Oui et non. Une pression pour les résultats forcément, mais ce ne sera pas négatif, comme j'ai pu connaître par le passé où je faisais mon travail mais qu'on me reprochait de ne pas faire de résultats, alors que ce n'était pas ce qu'on me demandait. Là je sais que mon travail sera de faire des résultats, je n'aurai rien d'autre à faire. Alors je vais me concentrer sur ça, et je pense que ça va me servir. Par rapport à mon rôle, au-delà des courses, je vais vraiment apporter mon expérience et épauler les jeunes sur et en dehors du vélo. Ça me plait aussi d'apporter mon expérience et mon ressenti sur le WorldTour, les Grands Tours... J'ai énormément appris en trois ans chez Cofidis, donc je vais essayer de le transmettre aussi.

« REVENIR SUR LE SCHÉMA QUE J’UTILISAIS EN AMATEURS »

Comment tu te vois dans les années à venir ? Après avoir connu les grandes courses du WorldTour, ce n'est pas toujours facile de redescendre sur les Classe 2...
J'ai vachement relativisé cet hiver. J'ai pris le temps de me poser et réfléchir à la situation. J'ai réalisé beaucoup de choses pendant la trêve. Grâce à ce recul, je vais aborder les courses différemment et être beaucoup plus serein. Même si j'aurai la pression du résultat, je pense que je serai beaucoup plus posé et ça va me servir. Certains auraient vécu le fait de redescendre comme un échec, mais moi je ne vois pas les choses comme ça. Ça va être une belle étape dans ma carrière et pourquoi pas vraiment me lancer et être le tremplin.

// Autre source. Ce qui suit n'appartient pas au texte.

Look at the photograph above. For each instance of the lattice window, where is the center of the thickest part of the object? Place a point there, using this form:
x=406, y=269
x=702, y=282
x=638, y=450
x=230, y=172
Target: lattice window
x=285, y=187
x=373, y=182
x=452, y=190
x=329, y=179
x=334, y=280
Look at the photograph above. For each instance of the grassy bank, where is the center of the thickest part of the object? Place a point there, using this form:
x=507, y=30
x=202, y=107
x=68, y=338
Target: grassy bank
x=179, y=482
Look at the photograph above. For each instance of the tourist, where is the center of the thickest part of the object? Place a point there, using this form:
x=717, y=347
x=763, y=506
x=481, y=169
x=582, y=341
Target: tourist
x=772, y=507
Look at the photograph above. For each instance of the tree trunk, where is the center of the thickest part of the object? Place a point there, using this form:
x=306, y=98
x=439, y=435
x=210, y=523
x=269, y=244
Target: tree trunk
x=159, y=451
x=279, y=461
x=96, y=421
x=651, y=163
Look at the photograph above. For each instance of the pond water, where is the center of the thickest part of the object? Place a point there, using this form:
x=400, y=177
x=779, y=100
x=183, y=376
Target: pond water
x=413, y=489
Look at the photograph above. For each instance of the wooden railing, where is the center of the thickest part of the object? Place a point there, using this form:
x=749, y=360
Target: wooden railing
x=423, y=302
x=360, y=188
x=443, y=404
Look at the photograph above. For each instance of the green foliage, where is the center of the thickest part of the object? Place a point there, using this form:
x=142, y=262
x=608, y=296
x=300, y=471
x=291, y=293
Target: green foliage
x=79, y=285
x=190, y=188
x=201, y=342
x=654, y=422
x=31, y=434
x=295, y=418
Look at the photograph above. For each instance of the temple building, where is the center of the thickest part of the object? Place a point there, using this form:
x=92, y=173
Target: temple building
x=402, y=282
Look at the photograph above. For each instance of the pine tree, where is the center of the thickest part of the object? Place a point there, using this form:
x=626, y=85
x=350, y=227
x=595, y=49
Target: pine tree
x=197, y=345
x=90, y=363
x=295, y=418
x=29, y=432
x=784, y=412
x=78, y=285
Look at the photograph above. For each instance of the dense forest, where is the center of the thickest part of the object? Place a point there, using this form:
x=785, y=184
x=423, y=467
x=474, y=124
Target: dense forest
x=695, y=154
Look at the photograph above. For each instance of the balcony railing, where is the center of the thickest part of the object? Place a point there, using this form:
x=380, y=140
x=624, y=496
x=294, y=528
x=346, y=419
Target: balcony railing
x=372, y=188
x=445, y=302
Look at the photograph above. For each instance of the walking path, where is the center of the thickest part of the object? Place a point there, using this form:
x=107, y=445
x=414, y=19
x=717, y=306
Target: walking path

Tu as déjà coché quelques courses ?
Ce sera plus des périodes. Le début de saison va permettre de me tester. Mais je pense au mois de mars avec la Classic Loire-Atlantique et Cholet. Je vais viser ces deux courses, en plus en étant natif de Nantes, performer ou lever les bras sur une course locale, ce sera beau si j'y arrive. Sinon le Tro Bro Leon, le Championnat de France à Cholet, ce seront des points importants de ma saison. Mais je vais plus viser des pics de performance sur certains mois, au lieu de me fixer des courses en particulier. C'est difficile d'arriver prêt sur un jour, alors je vais changer ma façon de faire et revenir sur le schéma que j'utilisais en amateurs. C'est-à-dire me concentrer sur une période et viser le plus de résultats possible sur ce bloc.